With the UK due to end transitional arrangements with the EU on 31st December 2020, many businesses are well underway with their preparations, whilst others remain unsure of how they will be affected by Brexit and what steps (if any) they should be taking to plan for it.
Unfortunately, as we draw closer to the end of the transition period, with no sign of a mutually agreeable trade deal between the UK and the EU, it is looking increasingly likely that all UK businesses will feel the impact of Brexit in some way, even those who do not trade internationally. These are the 5 key areas where we believe that impact will be felt the hardest.

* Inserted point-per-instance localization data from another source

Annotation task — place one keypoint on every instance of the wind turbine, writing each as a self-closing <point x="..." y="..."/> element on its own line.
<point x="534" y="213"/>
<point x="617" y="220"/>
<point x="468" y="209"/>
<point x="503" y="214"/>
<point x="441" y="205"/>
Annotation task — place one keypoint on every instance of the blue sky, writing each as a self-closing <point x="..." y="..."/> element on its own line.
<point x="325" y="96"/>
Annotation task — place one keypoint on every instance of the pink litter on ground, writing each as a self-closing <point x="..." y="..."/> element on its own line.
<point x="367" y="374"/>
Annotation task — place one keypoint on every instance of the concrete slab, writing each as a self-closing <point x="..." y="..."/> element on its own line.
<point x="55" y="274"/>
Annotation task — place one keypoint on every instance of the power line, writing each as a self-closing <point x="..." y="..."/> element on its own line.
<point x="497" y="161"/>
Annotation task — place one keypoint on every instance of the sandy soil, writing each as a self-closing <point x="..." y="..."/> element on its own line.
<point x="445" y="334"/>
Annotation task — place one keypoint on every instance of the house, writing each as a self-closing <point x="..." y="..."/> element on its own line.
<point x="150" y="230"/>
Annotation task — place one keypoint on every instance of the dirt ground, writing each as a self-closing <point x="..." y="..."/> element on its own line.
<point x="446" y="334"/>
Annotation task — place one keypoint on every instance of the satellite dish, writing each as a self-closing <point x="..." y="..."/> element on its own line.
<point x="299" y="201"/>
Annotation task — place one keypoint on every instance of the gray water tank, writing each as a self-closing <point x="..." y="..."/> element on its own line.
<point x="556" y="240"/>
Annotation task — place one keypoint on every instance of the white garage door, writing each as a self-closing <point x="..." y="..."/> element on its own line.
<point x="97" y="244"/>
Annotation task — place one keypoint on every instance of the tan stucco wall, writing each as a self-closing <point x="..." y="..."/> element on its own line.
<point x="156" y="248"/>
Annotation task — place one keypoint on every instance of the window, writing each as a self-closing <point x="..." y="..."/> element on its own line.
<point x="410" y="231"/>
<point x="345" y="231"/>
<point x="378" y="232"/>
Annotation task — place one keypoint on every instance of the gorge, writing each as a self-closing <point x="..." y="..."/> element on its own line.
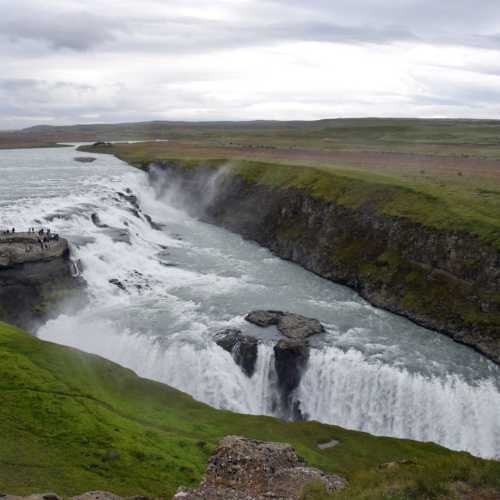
<point x="183" y="280"/>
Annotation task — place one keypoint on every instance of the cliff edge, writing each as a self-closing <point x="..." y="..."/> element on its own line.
<point x="34" y="276"/>
<point x="439" y="275"/>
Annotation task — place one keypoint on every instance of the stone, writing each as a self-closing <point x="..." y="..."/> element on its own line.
<point x="290" y="360"/>
<point x="264" y="318"/>
<point x="118" y="284"/>
<point x="290" y="325"/>
<point x="85" y="159"/>
<point x="246" y="469"/>
<point x="155" y="225"/>
<point x="131" y="198"/>
<point x="243" y="348"/>
<point x="295" y="326"/>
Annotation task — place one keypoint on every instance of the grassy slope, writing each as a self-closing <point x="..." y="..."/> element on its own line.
<point x="436" y="137"/>
<point x="72" y="422"/>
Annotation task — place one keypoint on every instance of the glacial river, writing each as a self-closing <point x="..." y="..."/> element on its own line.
<point x="371" y="370"/>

If there is no trade deal agreed by the time the transition period ends on 31st December 2020, the UK will automatically drop out of the single market and the customs union. The single market refers to the EU as one territory without any regulatory obstacles, meaning that all EU countries share the same rules on product standards and access to goods and services, whereas the customs union is an agreement between EU countries not to charge taxes on each other's goods.
If the UK was to lose access to both of these arrangements, we would automatically revert to World Trade Organisation (WTO) trading terms and would see an immediate change to the way that tariffs (taxes) are imposed and customs checks conducted, which could cause significant delays and make UK goods more expensive and harder to sell in the EU.
Whilst there is nothing any of us can do to prevent such changes being implemented, all businesses should be taking the time to make sure they fully understand how the WTO trading terms would affect their business in the event of a “no deal” Brexit.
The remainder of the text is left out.